I wrote a piece on the difficulties faced by small and medium sized companies some years back. Cynthia, one of the readers of this accounting blog reached out to me via the comment section of the above referenced article with the below request:
“I’m doing research on entrepreneurship skills, please send me reasons why entrepreneurs and small businesses have difficulty in accessing finance for startup and expansion and suggest solutions to the problems”
A lot has changed between 2009 when the other article was written and now. Hence, the reason for writing a modern variant of the article. Cynthia, I hope this helps.
Entrepreneurs and small businesses often face challenges when trying to raise funds for the normal day to day business operations of their startups and when they want to expand. These challenges can be attributed to various factors, and here are some common reasons along with suggested solutions – sources of finance:
- Limited Collateral: Many entrepreneurs lack significant assets or collateral to secure traditional loans. This is a major obstacle for banks and lenders who require collateral to mitigate risk. No wonder Robert Kiyosaki said that banks don’t give you money when you really need it.
Solution: Explore alternative lending options such as microloans, peer-to-peer lending, or crowdfunding that may not require traditional collateral.
- Limited Credit History: New entrepreneurs often lack a strong credit history, making it difficult to qualify for loans or lines of credit. The few that has some credit history has a very messy one.
Solution: Build a credit history by using business credit cards, making timely payments, and maintaining a good personal credit score. Consider lenders that specialize in working with startups and have flexible credit requirements.
- High Risk Perception: Lenders perceive startups and small businesses as riskier investments, which can result in higher interest rates and stricter lending terms.

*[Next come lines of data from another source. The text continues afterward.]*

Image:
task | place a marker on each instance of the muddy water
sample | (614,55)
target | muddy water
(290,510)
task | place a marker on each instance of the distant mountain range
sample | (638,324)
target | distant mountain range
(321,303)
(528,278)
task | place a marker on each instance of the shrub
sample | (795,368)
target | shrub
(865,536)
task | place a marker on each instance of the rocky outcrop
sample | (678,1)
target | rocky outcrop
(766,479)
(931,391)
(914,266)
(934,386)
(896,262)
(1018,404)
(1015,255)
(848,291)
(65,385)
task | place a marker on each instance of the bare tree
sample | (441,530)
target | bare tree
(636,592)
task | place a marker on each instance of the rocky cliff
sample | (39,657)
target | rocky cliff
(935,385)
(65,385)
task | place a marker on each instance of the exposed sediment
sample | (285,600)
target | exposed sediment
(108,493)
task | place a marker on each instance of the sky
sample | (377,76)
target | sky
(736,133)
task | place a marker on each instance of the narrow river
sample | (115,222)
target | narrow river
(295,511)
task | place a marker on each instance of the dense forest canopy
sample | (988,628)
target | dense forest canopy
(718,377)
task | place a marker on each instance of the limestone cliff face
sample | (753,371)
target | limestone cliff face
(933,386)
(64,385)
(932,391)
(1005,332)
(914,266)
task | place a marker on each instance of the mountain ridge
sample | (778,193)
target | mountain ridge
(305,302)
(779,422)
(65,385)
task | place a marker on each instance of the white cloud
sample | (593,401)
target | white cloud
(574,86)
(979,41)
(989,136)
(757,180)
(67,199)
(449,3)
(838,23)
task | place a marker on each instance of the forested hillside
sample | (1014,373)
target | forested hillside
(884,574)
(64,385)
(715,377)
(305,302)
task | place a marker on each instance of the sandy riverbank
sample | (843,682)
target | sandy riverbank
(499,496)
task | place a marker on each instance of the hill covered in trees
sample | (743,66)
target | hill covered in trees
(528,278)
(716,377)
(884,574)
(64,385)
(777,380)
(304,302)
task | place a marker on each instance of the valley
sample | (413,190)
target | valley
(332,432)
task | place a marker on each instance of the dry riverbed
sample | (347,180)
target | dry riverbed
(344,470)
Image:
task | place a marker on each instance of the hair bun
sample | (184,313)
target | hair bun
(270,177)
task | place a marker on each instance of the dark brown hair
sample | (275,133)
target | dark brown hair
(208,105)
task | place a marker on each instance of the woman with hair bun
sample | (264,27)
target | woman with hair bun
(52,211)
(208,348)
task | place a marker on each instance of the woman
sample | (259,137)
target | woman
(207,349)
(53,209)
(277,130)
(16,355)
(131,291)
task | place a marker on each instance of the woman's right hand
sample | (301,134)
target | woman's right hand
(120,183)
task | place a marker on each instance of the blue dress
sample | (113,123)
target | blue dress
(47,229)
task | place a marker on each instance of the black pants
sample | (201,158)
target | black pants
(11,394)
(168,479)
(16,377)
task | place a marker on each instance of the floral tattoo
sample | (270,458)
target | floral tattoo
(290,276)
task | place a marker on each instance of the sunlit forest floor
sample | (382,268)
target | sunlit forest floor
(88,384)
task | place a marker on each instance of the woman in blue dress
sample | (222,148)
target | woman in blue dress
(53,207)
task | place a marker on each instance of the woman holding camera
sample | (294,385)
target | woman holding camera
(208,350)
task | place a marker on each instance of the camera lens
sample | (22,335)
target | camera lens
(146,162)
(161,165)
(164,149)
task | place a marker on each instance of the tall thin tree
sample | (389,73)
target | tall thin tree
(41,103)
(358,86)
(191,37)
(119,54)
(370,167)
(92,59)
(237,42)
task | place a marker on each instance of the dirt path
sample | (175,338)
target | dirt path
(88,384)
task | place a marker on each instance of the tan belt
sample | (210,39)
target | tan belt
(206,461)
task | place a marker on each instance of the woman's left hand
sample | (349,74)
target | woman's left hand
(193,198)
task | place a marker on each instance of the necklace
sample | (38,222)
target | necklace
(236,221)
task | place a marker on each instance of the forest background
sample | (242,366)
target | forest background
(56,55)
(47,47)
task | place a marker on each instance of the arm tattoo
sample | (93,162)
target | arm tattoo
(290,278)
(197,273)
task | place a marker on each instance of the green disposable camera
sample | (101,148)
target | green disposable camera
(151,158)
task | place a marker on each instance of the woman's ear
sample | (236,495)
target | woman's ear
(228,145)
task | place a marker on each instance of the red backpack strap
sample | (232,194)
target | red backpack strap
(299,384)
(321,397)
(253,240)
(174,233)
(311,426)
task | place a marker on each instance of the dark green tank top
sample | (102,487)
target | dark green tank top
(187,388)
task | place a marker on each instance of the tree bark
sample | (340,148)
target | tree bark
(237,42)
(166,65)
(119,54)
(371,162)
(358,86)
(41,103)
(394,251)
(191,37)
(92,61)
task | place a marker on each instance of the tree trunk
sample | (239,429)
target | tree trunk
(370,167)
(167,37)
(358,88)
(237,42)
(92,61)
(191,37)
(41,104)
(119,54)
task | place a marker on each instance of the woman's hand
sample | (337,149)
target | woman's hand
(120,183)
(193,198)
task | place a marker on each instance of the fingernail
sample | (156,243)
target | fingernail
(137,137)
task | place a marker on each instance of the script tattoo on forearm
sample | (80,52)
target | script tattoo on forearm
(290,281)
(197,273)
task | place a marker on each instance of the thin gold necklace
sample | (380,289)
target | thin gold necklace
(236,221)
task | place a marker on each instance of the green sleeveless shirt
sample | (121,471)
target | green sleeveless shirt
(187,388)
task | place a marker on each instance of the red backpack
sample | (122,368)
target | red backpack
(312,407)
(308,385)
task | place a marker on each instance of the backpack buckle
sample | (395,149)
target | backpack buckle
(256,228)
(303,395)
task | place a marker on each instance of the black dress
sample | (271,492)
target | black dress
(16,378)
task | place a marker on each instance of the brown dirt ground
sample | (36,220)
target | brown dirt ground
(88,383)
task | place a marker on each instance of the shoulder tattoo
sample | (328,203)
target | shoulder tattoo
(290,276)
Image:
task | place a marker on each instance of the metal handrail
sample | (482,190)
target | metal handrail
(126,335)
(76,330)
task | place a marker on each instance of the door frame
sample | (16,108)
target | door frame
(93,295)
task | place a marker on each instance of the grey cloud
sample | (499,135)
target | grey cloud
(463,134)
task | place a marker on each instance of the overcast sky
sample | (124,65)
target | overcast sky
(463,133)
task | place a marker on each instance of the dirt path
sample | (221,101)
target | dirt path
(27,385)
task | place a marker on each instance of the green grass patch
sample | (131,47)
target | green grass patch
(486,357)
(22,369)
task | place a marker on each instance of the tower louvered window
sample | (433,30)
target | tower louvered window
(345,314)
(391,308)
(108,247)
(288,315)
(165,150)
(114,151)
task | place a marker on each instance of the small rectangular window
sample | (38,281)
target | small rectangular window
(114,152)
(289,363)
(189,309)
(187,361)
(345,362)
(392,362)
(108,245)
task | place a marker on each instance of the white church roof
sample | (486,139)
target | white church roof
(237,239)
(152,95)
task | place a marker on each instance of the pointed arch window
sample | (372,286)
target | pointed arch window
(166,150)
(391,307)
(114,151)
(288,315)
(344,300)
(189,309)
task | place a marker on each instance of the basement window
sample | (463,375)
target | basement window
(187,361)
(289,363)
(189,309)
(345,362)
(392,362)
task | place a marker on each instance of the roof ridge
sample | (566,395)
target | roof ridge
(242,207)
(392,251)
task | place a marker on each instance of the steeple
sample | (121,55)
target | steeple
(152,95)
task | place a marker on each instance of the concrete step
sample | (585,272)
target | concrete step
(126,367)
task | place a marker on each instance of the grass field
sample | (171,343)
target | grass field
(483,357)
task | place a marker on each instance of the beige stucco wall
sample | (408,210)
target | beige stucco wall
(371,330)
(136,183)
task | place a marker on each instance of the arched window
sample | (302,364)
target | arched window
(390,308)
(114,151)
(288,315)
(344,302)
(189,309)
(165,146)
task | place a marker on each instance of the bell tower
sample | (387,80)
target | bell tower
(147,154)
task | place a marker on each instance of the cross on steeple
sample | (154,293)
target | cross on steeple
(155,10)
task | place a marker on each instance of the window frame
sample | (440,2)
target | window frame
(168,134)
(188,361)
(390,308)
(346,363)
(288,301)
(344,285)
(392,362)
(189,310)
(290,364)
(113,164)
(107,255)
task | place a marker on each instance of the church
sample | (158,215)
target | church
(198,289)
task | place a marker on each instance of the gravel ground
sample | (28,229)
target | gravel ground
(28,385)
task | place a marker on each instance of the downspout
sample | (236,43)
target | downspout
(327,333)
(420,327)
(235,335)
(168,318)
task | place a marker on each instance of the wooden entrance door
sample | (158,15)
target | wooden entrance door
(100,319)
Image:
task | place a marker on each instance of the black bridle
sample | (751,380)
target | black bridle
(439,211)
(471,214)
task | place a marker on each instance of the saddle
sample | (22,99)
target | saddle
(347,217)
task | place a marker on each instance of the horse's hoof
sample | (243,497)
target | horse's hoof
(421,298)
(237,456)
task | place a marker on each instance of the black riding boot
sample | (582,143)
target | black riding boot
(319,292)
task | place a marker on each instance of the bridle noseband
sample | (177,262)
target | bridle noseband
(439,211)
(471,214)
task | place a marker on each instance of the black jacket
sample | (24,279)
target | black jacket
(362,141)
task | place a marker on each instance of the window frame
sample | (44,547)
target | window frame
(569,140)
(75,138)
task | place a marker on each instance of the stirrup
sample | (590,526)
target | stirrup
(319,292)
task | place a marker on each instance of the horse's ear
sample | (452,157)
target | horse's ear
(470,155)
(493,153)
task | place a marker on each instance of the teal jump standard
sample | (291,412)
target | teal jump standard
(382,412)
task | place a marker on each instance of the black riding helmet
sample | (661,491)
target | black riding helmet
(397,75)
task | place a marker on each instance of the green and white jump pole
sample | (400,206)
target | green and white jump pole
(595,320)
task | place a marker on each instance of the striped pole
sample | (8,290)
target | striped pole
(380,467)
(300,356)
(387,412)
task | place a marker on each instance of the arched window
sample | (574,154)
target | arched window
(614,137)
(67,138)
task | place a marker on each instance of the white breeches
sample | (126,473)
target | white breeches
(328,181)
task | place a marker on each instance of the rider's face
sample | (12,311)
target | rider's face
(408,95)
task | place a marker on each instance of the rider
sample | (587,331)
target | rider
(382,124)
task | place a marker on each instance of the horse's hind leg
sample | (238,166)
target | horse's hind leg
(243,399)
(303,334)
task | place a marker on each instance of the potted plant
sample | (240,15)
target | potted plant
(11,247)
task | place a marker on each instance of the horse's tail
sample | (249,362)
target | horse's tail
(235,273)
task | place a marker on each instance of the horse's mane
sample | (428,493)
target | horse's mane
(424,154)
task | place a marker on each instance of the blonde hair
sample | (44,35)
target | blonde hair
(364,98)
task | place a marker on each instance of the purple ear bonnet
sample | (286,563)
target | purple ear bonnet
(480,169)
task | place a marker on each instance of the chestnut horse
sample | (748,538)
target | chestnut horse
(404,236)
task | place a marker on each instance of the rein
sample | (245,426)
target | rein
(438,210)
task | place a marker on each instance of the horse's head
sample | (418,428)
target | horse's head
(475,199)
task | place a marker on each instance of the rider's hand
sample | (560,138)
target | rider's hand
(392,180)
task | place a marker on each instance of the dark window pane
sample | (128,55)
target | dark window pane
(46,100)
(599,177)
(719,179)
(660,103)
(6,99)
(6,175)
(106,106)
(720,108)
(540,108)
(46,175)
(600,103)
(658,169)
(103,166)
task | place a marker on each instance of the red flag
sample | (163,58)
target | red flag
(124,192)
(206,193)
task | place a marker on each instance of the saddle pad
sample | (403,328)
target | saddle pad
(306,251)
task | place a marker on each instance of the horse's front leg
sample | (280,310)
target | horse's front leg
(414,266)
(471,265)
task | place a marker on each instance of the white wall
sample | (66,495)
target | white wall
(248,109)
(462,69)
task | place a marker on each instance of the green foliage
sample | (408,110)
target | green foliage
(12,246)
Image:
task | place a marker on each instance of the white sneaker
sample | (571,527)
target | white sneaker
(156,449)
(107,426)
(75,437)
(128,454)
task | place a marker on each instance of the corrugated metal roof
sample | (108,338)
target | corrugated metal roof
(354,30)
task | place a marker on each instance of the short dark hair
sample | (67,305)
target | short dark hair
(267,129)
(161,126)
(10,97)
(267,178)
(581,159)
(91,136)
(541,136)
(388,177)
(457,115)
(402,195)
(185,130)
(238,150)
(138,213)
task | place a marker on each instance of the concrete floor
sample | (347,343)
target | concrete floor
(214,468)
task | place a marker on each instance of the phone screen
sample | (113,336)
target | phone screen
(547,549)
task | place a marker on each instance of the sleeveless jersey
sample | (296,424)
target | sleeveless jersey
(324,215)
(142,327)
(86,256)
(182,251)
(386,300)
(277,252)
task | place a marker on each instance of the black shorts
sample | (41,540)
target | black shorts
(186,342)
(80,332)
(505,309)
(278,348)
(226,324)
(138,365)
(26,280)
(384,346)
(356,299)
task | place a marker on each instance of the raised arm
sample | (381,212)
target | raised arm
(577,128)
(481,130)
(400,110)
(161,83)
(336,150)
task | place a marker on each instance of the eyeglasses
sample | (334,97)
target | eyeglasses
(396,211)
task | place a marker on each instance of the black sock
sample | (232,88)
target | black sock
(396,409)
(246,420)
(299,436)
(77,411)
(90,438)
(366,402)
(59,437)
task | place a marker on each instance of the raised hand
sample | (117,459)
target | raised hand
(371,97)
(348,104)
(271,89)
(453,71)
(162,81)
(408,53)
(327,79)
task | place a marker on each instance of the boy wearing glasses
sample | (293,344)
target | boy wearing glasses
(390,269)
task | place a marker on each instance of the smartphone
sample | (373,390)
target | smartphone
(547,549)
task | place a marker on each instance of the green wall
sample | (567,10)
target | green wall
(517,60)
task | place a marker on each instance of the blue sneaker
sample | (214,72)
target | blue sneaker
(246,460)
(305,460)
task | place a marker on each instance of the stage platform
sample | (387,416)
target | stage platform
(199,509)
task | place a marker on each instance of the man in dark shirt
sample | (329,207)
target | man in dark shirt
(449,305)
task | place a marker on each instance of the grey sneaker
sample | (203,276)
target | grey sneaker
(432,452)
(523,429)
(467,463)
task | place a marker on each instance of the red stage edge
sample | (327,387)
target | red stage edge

Solution: Prepare a comprehensive business plan that outlines your business strategy, market research, financial projections, and risk mitigation strategies. This can help reassure lenders of your business’s potential.
- Lack of Financial Records: New businesses may not have a track record of financial stability, making it challenging to demonstrate their ability to repay loans.
Solution: Keep detailed financial records from the outset. Consider working with an accountant to ensure accurate bookkeeping. Show lenders a clear path to profitability in your business plan.
- Industry Risk: Certain industries are considered riskier by lenders, making it more difficult for entrepreneurs in those sectors to secure financing.
Solution: Seek out lenders or investors with a track record of financing businesses in your industry. Be prepared to demonstrate your industry knowledge and expertise.
- Regulatory Hurdles: Regulatory requirements and compliance issues can be burdensome for startups, making it harder to access financing. I still struggle to understand why government of some countries deliberately place some impossible hurdles in the way of entrepreneurs.
Solution: Consult with legal and financial professionals to ensure compliance with all relevant regulations. Research government programs or grants designed to support small businesses.
- Limited Network: Access to financing can be heavily influenced by an entrepreneur’s network. Those with strong connections to investors or industry experts may find it easier to secure funding.
Solution: Build and nurture your network through networking events, industry associations, and mentorship programs. A strong network can provide valuable introductions to potential investors or lenders.
- Inadequate Pitch/Presentation: A poorly crafted business pitch or presentation can deter potential investors or lenders.
Solution: Invest time in crafting a compelling pitch that clearly communicates your business idea, market opportunity, and financial projections. Practice your pitch and seek feedback from mentors or advisors.
- Market Timing: Economic conditions and market trends can affect the availability of financing. During economic downturns, lenders may be more cautious.
Solution: Be flexible with your timing. Consider bootstrapping or exploring non-traditional financing sources during economic downturns and pursue traditional loans when the market is more favorable.
- Inadequate Research: Entrepreneurs may not be aware of all the financing options available to them, limiting their choices. This is dependent on some factors like your location and the nature of the business you seek to venture into. Venture Capitalists are well experienced in this kind of research – do well to reach out to one if needed.
Solution: Thoroughly research and assess various financing options, including grants, angel investors, venture capital, business incubators, and government programs. Tailor your approach to the most suitable options for your business.
- Credit Score Improvement: If personal credit is a hurdle, work on improving your credit score through responsible financial management.
Solution: Pay bills on time, reduce personal debt, and manage credit responsibly to improve your credit score over time.
- Bootstrapping: Consider bootstrapping as a way to build your business with limited external financing, reinvesting profits to fund growth.
Solution: Start small, focus on generating revenue, and reinvest profits into the business. This approach can reduce reliance on external financing.
By addressing these challenges and exploring the suggested solutions, entrepreneurs and small businesses can improve their prospects for accessing the necessary financing to start and expand their ventures. Remember that the specific challenges and solutions may vary depending on the nature of your business, industry, and location. So be sure to adapt the tips in this article to your unique circumstances.